Es verdad que Pinochet pudo eludir hasta el final el oprobio de una condena judicial. En parte por los enormes cortafuegos que levantó mientras gobernaba, para sortear exitosamente cualquier amenaza legal, pero también por los equipos jurídicos que tuvo y a la manera torticera y cobarde con que jugó con su salud. Pero eso no sirvió para interponer una barrera de cristal entre su aura dictatorial y los jueces. El primero que empezó a percutir ese caparazón fue Juan Guzmán, aún antes que nuestro magistrado Baltasar Garzón soñara siquiera con procesar al dictador. Tras Guzmán y Garzón muchos otros jueces chilenos continuaron su trabajo y, si bien Pinochet no fue condenado por la justicia, tanto la historia como la opinión pública chilenas han emitido un contundente veredicto de culpabilidad.

En este terreno, el 16 de octubre de 1998, fecha de su detención en Londres, marcó un antes y un después. Fue el evidente comienzo del fin del dictador. Pero inclusive en esos momentos, cuando la tensión interna arreciaba, el presidente Eduardo Frei intentó gobernar para todos los chilenos, respetando la legislación vigente y fortaleciendo las instituciones. El socialista José Miguel Insulza, entonces ministro de Relaciones Exteriores, difundió la idea de «defender principios y no personas» para pedirle al Gobierno del Reino Unido la devolución del ex dictador para juzgarlo en Chile. Si Pinochet volvió a Santiago fue gracias a lo actuado (o no actuado) por los gobiernos británico y español, pero sobre todo por la voluntad, y la presión del Ejecutivo chileno, y no por las pataletas del dictador y sus defensores. Jack Straw, entonces ministro de Interior británico, dictó su resolución de puesta en libertad de Pinochet el 2 de marzo de 2000, sólo nueve días antes de que su colega Ricardo Lagos, también socialista, se instalara en el Palacio de la Moneda.

Chile recibió la noticia del fallecimiento de Pinochet a las 14,15 del pasado domingo. Hubo algunas crisis de dolor y llanto junto al descorche de numerosas botellas de champán. Hubo, también, algunas escaramuzas en un lado y otro. Sin embargo, fueron poca cosa en relación con las expectativas más tremendistas que hablaban de desbordes populares en uno u otro sentido, especialmente en la dirección inmovilista. La constatación de la normalidad indica varias cosas de cara al futuro. Primero, la sociedad chilena hace tiempo que había descontado la idea de la muerte de Pinochet y comienza a actuar en consecuencia.
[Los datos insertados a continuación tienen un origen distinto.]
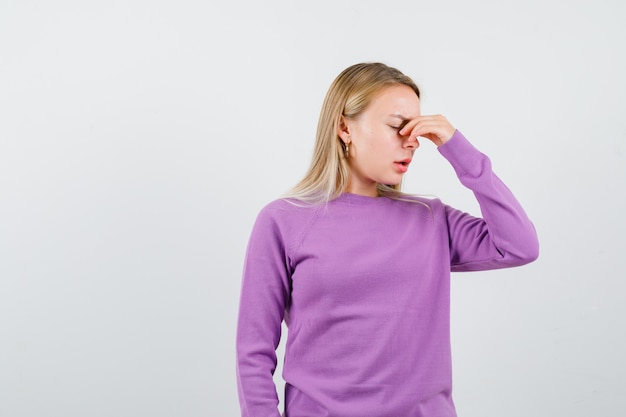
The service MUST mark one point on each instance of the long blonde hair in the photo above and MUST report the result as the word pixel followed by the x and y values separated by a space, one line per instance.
pixel 349 95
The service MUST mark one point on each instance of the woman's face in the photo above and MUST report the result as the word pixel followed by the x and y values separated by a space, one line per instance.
pixel 378 153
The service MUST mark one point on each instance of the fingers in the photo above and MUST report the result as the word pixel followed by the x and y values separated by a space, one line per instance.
pixel 435 128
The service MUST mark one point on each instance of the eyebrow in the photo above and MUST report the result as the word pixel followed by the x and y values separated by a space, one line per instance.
pixel 402 118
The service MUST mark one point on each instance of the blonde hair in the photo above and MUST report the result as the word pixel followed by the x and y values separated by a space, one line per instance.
pixel 349 95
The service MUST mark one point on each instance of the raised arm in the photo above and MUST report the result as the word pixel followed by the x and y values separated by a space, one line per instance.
pixel 505 236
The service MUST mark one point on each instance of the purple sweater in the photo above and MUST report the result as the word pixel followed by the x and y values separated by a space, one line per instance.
pixel 363 285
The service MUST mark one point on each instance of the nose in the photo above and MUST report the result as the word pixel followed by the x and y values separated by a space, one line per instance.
pixel 411 142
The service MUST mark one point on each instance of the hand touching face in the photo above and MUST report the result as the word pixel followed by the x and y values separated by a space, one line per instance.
pixel 383 138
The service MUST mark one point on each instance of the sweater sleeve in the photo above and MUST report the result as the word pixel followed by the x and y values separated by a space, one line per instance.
pixel 264 296
pixel 505 236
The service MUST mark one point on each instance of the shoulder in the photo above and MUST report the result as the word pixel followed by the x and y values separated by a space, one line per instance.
pixel 286 213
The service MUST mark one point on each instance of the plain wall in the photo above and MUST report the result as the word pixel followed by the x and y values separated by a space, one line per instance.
pixel 139 139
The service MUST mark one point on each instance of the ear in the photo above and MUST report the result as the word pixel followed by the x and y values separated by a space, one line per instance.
pixel 343 129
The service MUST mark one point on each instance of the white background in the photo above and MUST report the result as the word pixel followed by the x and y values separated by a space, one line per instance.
pixel 139 139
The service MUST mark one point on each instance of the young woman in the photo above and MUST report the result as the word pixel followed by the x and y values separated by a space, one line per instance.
pixel 360 272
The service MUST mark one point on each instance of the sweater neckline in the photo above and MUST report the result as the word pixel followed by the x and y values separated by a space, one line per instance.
pixel 360 199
Esto supone otorgar plaza de mortal al dictador, pese a los esfuerzos de su equipo médico habitual por resucitarlo. Muchos de sus compatriotas han constatado que Pinochet había sido un dictador al uso, que no sólo violaba los derechos humanos y hacia gala de un profundo sentimiento antidemocrático y anticomunista, sino también robaba el dinero de todos ellos para guardarlo en cuentas secretas. Segundo, que si bien la ecuación entre el legítimo derecho de las víctimas de reclamar justicia y el también legítimo derecho de la sociedad de pasar página resulta prácticamente irresoluble, Chile está encontrando su propio camino hacia el futuro. Desde este punto de vista, la decisión gubernamental de no declarar luto oficial ni realizar un funeral con honores de jefe de Estado, sino sólo como comandante en jefe del Ejército, es más un signo de normalidad democrática y un justo castigo al pasado execrable del dictador que un premio a su conducta pasada. Y por último el hecho incuestionable de la madurez democrática de los chilenos.
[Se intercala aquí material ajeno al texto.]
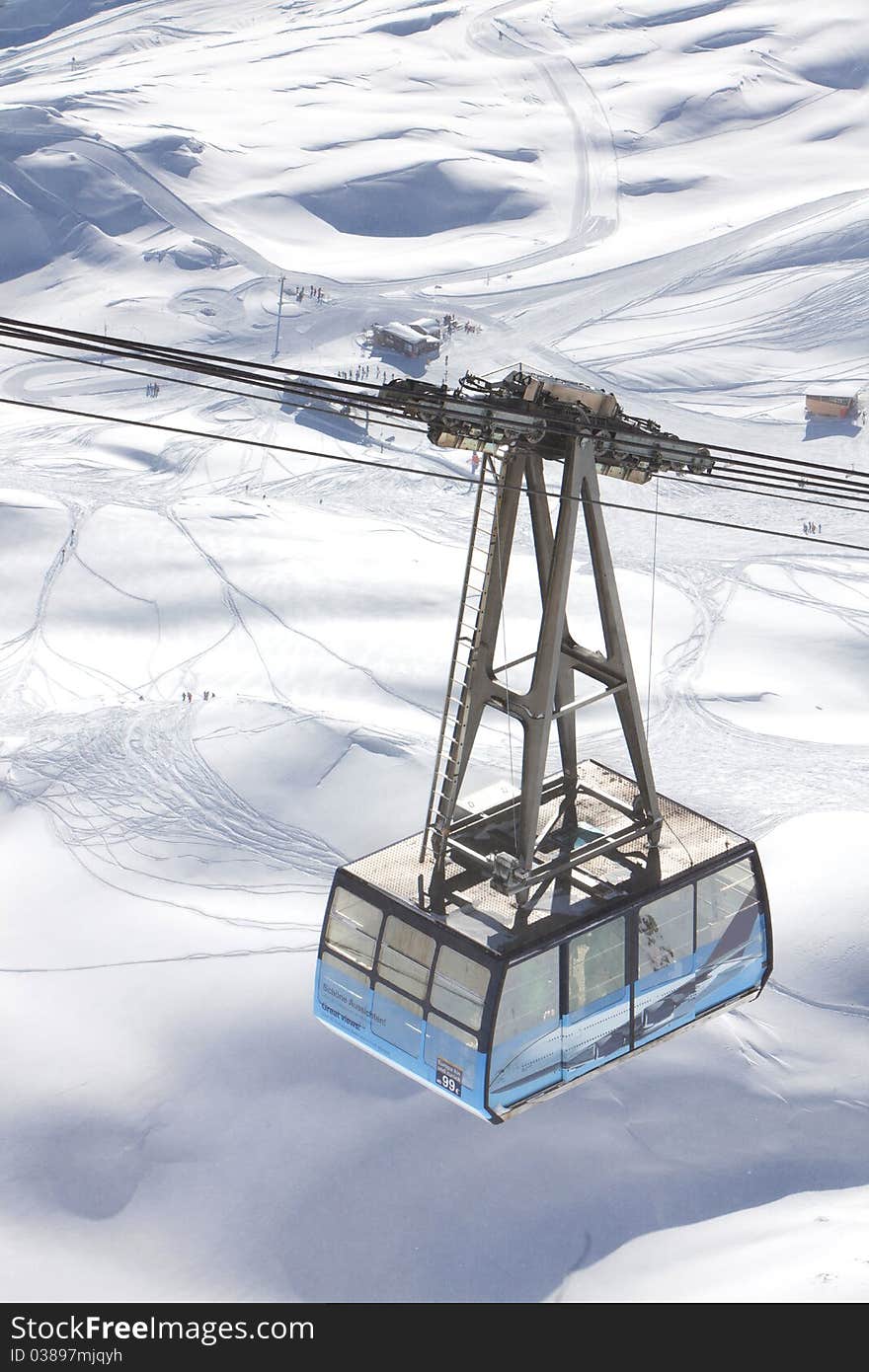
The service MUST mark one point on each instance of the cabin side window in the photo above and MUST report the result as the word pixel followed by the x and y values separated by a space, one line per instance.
pixel 596 964
pixel 720 897
pixel 353 928
pixel 405 957
pixel 530 996
pixel 666 931
pixel 459 987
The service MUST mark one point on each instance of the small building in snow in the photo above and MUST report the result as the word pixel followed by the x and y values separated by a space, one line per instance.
pixel 830 407
pixel 405 338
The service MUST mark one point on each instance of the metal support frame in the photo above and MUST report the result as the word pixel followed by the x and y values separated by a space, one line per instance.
pixel 549 699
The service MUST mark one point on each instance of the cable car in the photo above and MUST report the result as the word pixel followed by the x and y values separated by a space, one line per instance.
pixel 528 939
pixel 497 1013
Hoy Chile es una de las sociedades más estables y estructuradas de América Latina. Su sociedad y sus políticos han sido capaces de sortear exitosamente retos complicados y difíciles, desde que en 1988 se impusieron a la dictadura en el referéndum que cerró la puerta a la elección de Pinochet como presidente. Ése fue el primer paso para la formación de lo que sería la Concertación, la gran coalición de democratacristianos y socialistas que gobierna el país de forma ininterrumpida desde el inicio de la transición. Actualmente la Concertación afronta desafíos importantes que tienen que ver con su propia supervivencia como proyecto político y con el futuro del país. De la forma en que se resuelvan estas cuestiones dependerá también la vigencia de un modelo que debería ser seguido en toda la región, más allá de los recelos que genera.

Carlos Malamud, investigador del Real Instituto Elcano y profesor de Historia de América de la UNED.